Профессор по-прежнему вел себя, как самый строгий медик. Для него, казалось, не имело никакого значения, кого он осматривает, важно лишь правильно определить состояние здоровья пациента. Однако сегодня ему было гораздо легче находить основания для освобождения людей от отправки на фашистскую каторгу: почти каждый, кого он осматривал, либо имел справку от врача, либо действительно был больной. И профессор быстро устанавливал диагноз:
— Ревматизм! Туберкулез! Малярия! Чесотка! Рожа!
Фон Эндер, внимательно следивший за работой врачей, даже содрогался от этого потока страшных болезней. Иногда он с опаской поглядывал на свои руки: уж не пристала ли к нему какая-нибудь короста?

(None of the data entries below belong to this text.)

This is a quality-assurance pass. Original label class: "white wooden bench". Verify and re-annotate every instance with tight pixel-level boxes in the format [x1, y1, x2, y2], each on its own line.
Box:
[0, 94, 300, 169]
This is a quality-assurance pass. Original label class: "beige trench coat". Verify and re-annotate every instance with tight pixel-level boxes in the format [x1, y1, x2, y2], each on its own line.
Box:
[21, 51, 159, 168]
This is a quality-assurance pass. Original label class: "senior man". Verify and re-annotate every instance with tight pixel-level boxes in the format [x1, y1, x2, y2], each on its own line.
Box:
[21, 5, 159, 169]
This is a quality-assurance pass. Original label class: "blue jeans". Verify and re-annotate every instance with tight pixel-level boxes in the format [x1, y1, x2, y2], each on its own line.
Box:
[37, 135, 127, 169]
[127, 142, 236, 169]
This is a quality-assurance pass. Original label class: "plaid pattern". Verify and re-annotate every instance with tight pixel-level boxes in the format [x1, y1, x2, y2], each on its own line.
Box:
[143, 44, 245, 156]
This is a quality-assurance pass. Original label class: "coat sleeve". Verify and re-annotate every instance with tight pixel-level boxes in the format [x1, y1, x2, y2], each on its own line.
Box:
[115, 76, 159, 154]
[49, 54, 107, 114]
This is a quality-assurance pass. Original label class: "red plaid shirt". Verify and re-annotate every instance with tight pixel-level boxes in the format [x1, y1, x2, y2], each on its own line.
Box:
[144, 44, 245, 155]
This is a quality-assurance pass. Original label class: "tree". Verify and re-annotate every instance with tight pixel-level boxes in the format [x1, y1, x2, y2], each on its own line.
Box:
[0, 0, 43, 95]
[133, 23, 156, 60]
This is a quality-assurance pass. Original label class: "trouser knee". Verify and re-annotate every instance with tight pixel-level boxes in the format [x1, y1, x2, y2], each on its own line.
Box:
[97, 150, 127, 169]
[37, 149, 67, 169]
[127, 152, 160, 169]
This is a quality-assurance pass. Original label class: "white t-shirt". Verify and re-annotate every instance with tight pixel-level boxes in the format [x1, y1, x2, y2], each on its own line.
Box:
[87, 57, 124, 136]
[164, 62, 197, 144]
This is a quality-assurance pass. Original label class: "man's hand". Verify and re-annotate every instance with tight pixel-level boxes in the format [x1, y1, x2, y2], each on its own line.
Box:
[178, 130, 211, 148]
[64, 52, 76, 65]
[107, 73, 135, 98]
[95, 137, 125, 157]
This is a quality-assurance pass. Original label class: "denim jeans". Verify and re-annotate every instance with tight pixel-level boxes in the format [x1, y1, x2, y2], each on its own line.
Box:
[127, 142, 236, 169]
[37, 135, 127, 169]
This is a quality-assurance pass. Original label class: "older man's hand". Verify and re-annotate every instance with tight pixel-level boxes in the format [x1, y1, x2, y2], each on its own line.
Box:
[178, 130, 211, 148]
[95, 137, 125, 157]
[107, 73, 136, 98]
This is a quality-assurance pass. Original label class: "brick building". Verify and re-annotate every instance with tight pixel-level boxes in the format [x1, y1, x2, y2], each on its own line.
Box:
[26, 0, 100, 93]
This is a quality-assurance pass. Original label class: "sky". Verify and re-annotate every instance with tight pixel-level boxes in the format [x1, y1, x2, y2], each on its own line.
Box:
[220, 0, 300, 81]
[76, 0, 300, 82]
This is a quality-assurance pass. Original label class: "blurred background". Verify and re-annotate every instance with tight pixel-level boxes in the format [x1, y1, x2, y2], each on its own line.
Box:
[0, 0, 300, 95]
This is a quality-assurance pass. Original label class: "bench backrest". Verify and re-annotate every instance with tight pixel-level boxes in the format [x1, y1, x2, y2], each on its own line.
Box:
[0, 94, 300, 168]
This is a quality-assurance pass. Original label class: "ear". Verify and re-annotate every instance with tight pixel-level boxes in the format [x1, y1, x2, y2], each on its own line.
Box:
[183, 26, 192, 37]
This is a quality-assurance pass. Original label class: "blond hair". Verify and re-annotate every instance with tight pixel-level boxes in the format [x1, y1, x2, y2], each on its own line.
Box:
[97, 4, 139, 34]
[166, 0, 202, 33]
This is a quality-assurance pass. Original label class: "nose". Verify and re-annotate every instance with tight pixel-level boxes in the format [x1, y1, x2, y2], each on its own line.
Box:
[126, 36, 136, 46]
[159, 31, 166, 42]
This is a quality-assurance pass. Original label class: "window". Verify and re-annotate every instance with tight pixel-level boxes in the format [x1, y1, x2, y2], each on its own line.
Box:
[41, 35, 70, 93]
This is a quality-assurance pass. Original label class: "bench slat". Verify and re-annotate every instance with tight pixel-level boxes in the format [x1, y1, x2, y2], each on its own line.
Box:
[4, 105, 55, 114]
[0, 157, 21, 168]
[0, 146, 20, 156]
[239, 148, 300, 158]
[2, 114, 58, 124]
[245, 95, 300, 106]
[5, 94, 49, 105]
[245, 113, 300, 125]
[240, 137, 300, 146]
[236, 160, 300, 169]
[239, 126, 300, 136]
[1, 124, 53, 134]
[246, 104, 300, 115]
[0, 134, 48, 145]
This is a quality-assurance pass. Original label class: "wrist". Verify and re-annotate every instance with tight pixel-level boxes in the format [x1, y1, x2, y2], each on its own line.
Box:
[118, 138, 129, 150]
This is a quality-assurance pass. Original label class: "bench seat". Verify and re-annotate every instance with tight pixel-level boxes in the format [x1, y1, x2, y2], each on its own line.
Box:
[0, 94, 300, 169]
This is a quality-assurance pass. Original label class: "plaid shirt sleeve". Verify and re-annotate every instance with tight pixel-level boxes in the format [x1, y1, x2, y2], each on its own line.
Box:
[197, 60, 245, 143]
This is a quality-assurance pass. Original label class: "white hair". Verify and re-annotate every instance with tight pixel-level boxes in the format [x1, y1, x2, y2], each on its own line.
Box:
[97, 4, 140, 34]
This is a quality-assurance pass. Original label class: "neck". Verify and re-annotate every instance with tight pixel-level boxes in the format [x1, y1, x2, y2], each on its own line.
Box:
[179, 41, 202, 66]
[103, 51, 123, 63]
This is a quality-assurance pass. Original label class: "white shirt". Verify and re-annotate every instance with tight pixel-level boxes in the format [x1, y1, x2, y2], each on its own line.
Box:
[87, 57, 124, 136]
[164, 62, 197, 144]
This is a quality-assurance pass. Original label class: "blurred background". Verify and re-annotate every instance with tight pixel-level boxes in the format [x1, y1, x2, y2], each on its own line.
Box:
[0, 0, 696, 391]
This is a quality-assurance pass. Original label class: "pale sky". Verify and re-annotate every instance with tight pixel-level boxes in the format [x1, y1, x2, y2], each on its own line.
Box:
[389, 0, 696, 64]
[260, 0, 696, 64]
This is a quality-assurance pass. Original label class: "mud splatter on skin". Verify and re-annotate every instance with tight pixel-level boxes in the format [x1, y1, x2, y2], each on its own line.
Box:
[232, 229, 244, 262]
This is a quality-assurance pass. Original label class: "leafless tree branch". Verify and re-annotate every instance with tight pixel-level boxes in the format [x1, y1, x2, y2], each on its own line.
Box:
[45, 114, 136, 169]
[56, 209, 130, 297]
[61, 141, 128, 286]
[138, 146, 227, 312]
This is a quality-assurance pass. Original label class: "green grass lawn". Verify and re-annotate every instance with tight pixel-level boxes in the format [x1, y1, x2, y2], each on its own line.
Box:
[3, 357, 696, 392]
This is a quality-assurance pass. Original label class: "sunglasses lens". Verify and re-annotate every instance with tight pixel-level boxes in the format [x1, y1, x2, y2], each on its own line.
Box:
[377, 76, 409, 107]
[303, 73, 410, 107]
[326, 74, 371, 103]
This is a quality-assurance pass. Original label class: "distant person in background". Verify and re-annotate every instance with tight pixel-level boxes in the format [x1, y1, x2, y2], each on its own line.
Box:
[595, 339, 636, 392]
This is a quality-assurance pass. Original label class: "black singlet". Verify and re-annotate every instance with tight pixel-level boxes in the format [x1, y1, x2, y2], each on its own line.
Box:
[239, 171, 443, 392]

А профессор, как бы встревоженный обилием инфекционных заболеваний, стал нарочно демонстрировать перед ним больного с густыми, огнистыми пятнами на теле.
— Was ist das?[3] — настороженно спрашивал фон Эндер. Людей с такими пятнами он видел уже не впервые.

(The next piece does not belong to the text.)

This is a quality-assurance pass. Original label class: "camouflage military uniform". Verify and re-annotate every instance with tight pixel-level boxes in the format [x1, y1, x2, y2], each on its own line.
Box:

Красно-синие пятна пугали гебитскомиссара, вызывали у него приступы тошноты. А между тем симулировать эту «страшную болезнь» было совсем несложно: достаточно намазать тело свежеразведенной горчицей, обмотаться полотенцем, и часа через два совершенно здоровая поверхность кожи становилась неузнаваемой. Петр Михайлович осматривал таких «больных» особенно внимательно, будто и впрямь обнаружил какую-то новую эпидемию, занесенную сюда из Азии. Фон Эндер сам махал рукой, чтобы как можно скорее освобождали обладателей этой «азиатской болезни».
Однако в последующие дни гебитскомиссар становился все более настороженным и с заметно возраставшим недоверием относился к выводам врачей. Такое обилие больных было явно подозрительным. Иногда он сам вмешивался в работу врачей и отменял их заключения.
Однажды фон Эндер явился на комиссию особенно разъяренным и злым. Таким его никогда еще не видели. В киевском гебитскомиссариате были недовольны ходом мобилизации по Фастовскому району. Из Фастова почти не поступали мобилизованные. А те, которых комиссия присылала, были калеками, которых приходилось возвращать назад. Фон Эндера предупреждали о множестве искусственных заболеваний, высказывали подозрения относительно врачей в комиссии. А тут еще, как назло, ночью сбежали из эшелона двадцать мобилизованных.
Фон Эндер был взвинчен до предела. В белом халате, в резиновых перчатках, он сам после врачей, словно мясник, осматривал и ощупывал каждого из мобилизуемых и сам делал заключение, кого освободить, кого отправить в эшелон.